Economie

Martin Tisné (AI Collaborative): «L’IA doit être gouvernée dans l’intérêt public»

Dans son intervention lors de la séance plénière d’ouverture des Assises nationales de l’intelligence artificielle, organisées les 1er et 2 juillet à Rabat, Martin Tisné, directeur général d’AI Collaborative, a appelé le Maroc à jouer un rôle moteur dans la conception d’une gouvernance éthique et souveraine de l’IA.

Selon lui, le Royaume dispose d’un créneau inédit pour imprimer sa marque avant que les modèles dominants ne deviennent des standards mondiaux difficilement influençables. «C’est notre chance. Saisissons ce moment ensemble», a-t-il lancé, saluant l’initiative marocaine comme un signal fort de leadership stratégique dans un contexte international marqué par la précipitation technologique.

L’intervenant, dont l’organisation défend le développement d’une IA démocratique, a insisté sur l’urgence d’enraciner les usages de cette technologie dans les besoins réels des sociétés, loin des logiques de puissance ou de captation industrielle. «L’intelligence artificielle doit être gouvernée dans l’intérêt public», a-t-il souligné.

Poursuivant, Tisné a ajouté que la question centrale n’est pas tant celle de la puissance des modèles que de leur capacité à répondre aux attentes des citoyens. Il a alors appelé le Maroc à faire le choix d’une IA utile, régulée et alignée sur les valeurs locales, notamment dans des domaines comme la santé, l’éducation ou l’inclusion linguistique.

Une architecture en trois leviers pour bâtir une IA souveraine

Pour Martin Tisné, la construction d’une stratégie nationale efficace ne peut se faire qu’en structurant trois piliers fondamentaux. Le premier est celui de la donnée. Il a ainsi plaidé pour une gouvernance des données soucieuse de leur qualité, leur accessibilité, leur fiabilité et leur diversité.

«Il faut structurer les corpus autour de la diversité linguistique, notamment en arabe et en français, tout en respectant la vie privée», a-t-il souligné, citant notamment l’idée de data trusts publics pour mutualiser les données à usage collectif. Il a aussi évoqué la séparation entre les modèles et les données personnelles comme levier de souveraineté technique.

Le deuxième levier est relatif à l’écosystème technologique. L’intervenant milite pour un environnement ouvert, fondé sur l’open source et la logique de communs numériques. «Il est essentiel que les développeurs puissent collaborer librement et que les briques technologiques soient accessibles à tous», a-t-il déclaré, en appelant à une architecture qui permette la co-construction de modèles adaptés aux usages locaux. Pour lui, l’avenir de l’IA mondiale passe par cette dynamique distribuée et inclusive.

Enfin, la troisième composante est celle de la redevabilité. Martin Tisné a insisté sur le besoin d’outiller les États pour mesurer les impacts sociaux et anticiper les effets secondaires, avant qu’ils ne s’installent durablement. «Tirons les leçons de l’ère des réseaux sociaux. Il ne faut pas attendre dix ans pour agir sur les effets de l’IA», a-t-il prévenu.

Il a dans ce sens proposé de structurer des références humaines pour évaluer les usages réels: dans le suivi des soins, les parcours scolaires ou encore le traitement des maladies neurodégénératives comme Alzheimer ou l’AVC.

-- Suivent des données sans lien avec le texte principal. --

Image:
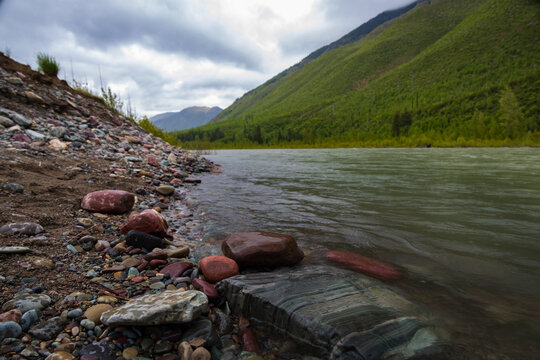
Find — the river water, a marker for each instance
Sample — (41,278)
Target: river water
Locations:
(463,224)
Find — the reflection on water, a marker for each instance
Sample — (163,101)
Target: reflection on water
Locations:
(463,223)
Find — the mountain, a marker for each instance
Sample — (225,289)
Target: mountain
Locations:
(185,119)
(445,72)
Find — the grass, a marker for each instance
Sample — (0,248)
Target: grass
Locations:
(467,71)
(47,64)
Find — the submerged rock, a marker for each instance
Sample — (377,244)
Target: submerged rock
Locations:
(108,201)
(257,248)
(167,307)
(334,313)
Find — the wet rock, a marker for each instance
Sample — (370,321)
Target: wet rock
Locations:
(14,250)
(48,329)
(217,268)
(9,329)
(94,313)
(333,313)
(13,188)
(207,288)
(167,307)
(140,239)
(28,319)
(364,265)
(148,221)
(25,228)
(259,248)
(26,302)
(108,201)
(176,269)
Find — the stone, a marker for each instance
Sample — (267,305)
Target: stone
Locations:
(25,228)
(176,269)
(333,313)
(217,268)
(201,354)
(179,253)
(11,315)
(28,319)
(94,313)
(26,302)
(13,188)
(148,221)
(165,190)
(48,329)
(167,307)
(140,239)
(10,329)
(108,201)
(364,265)
(14,250)
(207,288)
(185,350)
(257,248)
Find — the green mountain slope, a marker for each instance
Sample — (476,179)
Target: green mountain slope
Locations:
(449,72)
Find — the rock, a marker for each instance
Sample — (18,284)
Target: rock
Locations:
(148,221)
(140,239)
(179,253)
(167,307)
(201,354)
(364,265)
(29,318)
(11,315)
(26,302)
(259,248)
(13,188)
(108,201)
(94,313)
(9,329)
(207,288)
(185,350)
(333,313)
(176,269)
(217,268)
(48,329)
(14,250)
(26,228)
(165,190)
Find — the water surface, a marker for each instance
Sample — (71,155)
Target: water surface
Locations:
(464,224)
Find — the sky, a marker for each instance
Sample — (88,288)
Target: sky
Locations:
(165,55)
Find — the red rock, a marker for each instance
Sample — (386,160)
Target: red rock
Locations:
(176,269)
(108,201)
(207,288)
(217,268)
(11,315)
(152,161)
(148,221)
(371,267)
(249,341)
(257,248)
(21,138)
(157,262)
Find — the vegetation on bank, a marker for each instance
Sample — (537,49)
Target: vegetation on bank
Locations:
(449,73)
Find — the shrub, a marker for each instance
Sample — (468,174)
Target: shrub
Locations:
(47,64)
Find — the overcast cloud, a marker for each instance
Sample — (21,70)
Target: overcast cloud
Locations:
(168,55)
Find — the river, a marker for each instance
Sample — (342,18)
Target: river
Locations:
(463,224)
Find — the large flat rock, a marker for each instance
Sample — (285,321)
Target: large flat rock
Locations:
(332,313)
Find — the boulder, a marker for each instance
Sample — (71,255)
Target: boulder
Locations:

Une vision pour l’Afrique en quête d’alignement stratégique

Tout au long de son intervention, Tisné s’est attaché à formuler un récit alternatif de l’IA, complémentaire de celui porté par les grands groupes technologiques. «Il ne suffit pas de courir après la puissance des modèles. Il faut ancrer l’IA dans les usages, les institutions et les choix de société», a-t-il insisté.

L’intervenant a aussi estimé que les pays africains ont une carte à jouer dans la redéfinition des équilibres internationaux du numérique. Dans ce contexte, il a annoncé la signature d’un accord de collaboration avec les autorités marocaines, dans le but d’accompagner le pays dans la mise en place d’une IA ouverte, inclusive et fondée sur des valeurs.

L’appel est clair: il ne faut pas attendre que les infrastructures, les usages et les modèles soient dictés de l’extérieur. «Tout commence avec les hommes et leurs besoins. C’est notre chance. Le Maroc peut saisir ce moment unique pour bâtir une IA stratégiquement alignée avec ses citoyens», a conclu Martin Tisné.